Too many retards keep barking up the wrong tree railing against Big Government and trying to get a smaller government as if it would help.
It's not the quantity of Government that makes it good or bad, it's the quality. You'd be screwed just as much if not more by a small corrupt government in league with large corrupt organizations. There's no right to bear arms in Disneyland. The FOIA does not apply to Apple or Monsanto. CorporateLand might not even pretend you have freedom of speech.
(Score: -1, Redundant) by Anonymous Coward on Monday February 27 2017, @01:56PM (4 children)
The problem is always that there is a monopoly, one that is violently imposed. This is a cultural problem; the worship of such a monopoly is a vestige of humanity's ancient, barbaric, tribal, superstitious, uncivilized origins.

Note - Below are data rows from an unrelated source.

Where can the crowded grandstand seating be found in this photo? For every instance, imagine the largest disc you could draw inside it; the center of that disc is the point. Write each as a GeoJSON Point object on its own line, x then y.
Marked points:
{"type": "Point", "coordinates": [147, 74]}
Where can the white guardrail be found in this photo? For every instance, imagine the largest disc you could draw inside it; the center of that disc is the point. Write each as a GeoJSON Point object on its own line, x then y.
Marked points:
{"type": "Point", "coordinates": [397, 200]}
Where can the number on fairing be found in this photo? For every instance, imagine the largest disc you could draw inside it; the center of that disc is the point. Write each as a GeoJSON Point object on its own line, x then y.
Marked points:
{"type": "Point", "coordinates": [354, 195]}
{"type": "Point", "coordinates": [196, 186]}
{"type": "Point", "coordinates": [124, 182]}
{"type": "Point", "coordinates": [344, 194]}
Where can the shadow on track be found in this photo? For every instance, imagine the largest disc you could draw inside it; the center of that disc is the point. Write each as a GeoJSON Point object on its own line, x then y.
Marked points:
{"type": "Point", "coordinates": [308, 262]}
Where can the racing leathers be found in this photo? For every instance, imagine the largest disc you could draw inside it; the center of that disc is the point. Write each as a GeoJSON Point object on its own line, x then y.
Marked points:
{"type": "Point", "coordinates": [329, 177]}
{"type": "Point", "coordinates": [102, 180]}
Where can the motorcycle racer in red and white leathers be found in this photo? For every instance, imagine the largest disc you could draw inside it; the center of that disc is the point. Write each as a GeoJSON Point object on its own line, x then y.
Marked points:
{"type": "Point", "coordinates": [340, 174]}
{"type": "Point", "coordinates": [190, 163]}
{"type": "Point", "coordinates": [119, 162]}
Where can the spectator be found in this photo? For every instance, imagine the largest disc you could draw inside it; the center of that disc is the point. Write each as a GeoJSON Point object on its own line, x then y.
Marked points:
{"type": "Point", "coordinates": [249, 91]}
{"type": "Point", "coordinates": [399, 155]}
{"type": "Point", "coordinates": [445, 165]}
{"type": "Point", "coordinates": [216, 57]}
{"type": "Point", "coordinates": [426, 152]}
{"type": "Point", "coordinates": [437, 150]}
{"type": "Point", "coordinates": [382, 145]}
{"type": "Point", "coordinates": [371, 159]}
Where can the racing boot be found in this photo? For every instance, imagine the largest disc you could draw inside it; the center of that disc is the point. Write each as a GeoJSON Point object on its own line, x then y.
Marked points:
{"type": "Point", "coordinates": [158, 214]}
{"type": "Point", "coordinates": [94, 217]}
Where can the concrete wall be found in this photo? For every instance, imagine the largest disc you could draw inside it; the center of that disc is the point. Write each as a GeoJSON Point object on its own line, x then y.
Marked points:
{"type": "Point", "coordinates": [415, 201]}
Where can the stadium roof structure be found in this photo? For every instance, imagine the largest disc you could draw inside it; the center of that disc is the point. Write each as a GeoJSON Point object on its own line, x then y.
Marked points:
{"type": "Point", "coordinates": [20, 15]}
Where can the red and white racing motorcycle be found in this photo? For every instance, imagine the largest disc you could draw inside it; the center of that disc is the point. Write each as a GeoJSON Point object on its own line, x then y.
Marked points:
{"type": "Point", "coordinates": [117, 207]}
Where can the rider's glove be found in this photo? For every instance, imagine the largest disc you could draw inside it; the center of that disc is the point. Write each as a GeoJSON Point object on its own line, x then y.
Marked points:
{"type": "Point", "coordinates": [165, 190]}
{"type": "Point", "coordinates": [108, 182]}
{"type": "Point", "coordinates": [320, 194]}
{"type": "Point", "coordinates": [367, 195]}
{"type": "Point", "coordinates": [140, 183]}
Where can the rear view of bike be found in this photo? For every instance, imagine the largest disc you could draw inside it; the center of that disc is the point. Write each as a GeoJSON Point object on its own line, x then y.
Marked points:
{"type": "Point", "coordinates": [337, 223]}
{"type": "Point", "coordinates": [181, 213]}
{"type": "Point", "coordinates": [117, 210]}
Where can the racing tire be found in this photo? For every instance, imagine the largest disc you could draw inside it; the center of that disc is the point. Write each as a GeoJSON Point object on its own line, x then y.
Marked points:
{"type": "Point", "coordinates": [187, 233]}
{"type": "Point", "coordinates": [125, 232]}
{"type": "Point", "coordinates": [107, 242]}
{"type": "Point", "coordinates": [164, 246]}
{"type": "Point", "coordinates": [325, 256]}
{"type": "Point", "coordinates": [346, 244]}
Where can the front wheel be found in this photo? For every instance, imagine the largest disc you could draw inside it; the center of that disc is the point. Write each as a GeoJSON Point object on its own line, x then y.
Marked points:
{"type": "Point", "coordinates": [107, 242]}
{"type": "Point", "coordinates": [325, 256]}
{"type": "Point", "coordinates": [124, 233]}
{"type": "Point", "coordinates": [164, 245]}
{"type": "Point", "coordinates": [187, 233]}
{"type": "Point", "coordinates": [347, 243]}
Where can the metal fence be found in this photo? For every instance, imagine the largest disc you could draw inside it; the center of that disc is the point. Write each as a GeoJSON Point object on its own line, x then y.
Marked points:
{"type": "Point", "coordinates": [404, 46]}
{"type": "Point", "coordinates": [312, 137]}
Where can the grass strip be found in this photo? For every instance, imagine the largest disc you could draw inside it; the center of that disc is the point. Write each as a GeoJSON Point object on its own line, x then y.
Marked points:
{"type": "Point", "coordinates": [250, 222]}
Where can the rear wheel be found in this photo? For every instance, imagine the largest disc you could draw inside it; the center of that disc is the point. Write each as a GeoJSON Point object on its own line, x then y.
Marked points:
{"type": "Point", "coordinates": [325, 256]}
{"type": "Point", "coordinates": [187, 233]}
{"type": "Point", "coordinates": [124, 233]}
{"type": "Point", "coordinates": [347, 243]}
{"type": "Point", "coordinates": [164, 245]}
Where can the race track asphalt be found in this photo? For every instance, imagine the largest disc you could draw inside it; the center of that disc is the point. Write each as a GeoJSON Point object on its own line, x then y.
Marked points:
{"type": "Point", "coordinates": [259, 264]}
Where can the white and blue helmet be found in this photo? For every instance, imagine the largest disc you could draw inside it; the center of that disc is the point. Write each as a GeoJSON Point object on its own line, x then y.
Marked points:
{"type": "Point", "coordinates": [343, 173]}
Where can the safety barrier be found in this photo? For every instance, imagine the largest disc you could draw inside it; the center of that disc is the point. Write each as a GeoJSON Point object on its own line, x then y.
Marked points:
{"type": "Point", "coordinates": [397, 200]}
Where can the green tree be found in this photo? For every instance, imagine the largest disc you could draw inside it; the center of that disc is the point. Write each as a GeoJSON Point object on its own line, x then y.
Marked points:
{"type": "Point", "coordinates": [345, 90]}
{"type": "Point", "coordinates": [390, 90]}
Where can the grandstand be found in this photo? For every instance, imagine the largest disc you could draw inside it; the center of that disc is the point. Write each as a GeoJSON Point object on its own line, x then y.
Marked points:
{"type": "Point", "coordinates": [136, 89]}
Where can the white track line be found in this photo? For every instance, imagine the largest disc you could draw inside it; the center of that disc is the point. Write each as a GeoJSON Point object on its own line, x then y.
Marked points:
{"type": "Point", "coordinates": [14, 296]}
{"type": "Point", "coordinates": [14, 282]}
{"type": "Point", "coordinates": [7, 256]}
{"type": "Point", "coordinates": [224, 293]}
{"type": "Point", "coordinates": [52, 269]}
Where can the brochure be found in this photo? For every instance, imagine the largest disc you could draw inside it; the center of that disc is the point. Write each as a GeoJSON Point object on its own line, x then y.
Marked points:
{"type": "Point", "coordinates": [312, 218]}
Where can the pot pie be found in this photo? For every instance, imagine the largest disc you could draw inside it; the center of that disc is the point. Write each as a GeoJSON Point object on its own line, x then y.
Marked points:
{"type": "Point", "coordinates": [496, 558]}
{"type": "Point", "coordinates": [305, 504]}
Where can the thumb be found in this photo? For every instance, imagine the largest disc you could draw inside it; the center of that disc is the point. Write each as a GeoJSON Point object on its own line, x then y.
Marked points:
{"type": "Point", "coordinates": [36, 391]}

(Score: 0) by Anonymous Coward on Monday February 27 2017, @03:44PM (2 children)
Ugh, that's all you've got? After all the discussion it still boils down to "violently imposed monopoly" of the government?
Government is actually the single most important aspect of civilization. The laws against murder, and the ability to enforce those laws, are actually the only thing stopping humanity's vestigial barbarism.
(Score: 0) by Anonymous Coward on Monday February 27 2017, @05:00PM (1 child)
Governments don't STOP much of anything. They START a lot of mass-murder, also known as war.
Try looking up Warren vs D.C. sometime. Governments not only don't care about YOU or YOUR safety, they've explicitly said so. That you seem to believe otherwise is a lie you've swallowed.
(Score: 0) by Anonymous Coward on Monday February 27 2017, @05:10PM
Governments are men; they are not angels. Governments are warlords. Men are warlords. Men are neither angels nor governed by angels. Does that help?
(Score: 0) by Anonymous Coward on Monday February 27 2017, @05:07PM
You always become so boring. You haven't given us enough to help us see how men would become angels so that they do not impose their wills on one another through violence.
The best solution we've come up with is the one big warlord, that violently imposed monopoly. Violence cannot be removed, which is our stumbling block. Perhaps humans are not evolved enough. (Again, assuming humans might evolve into angels.)
(Score: 2) by Wootery on Monday February 27 2017, @01:48PM
Come on then, let's have it. Vent your anarchist nonsense and be done with it.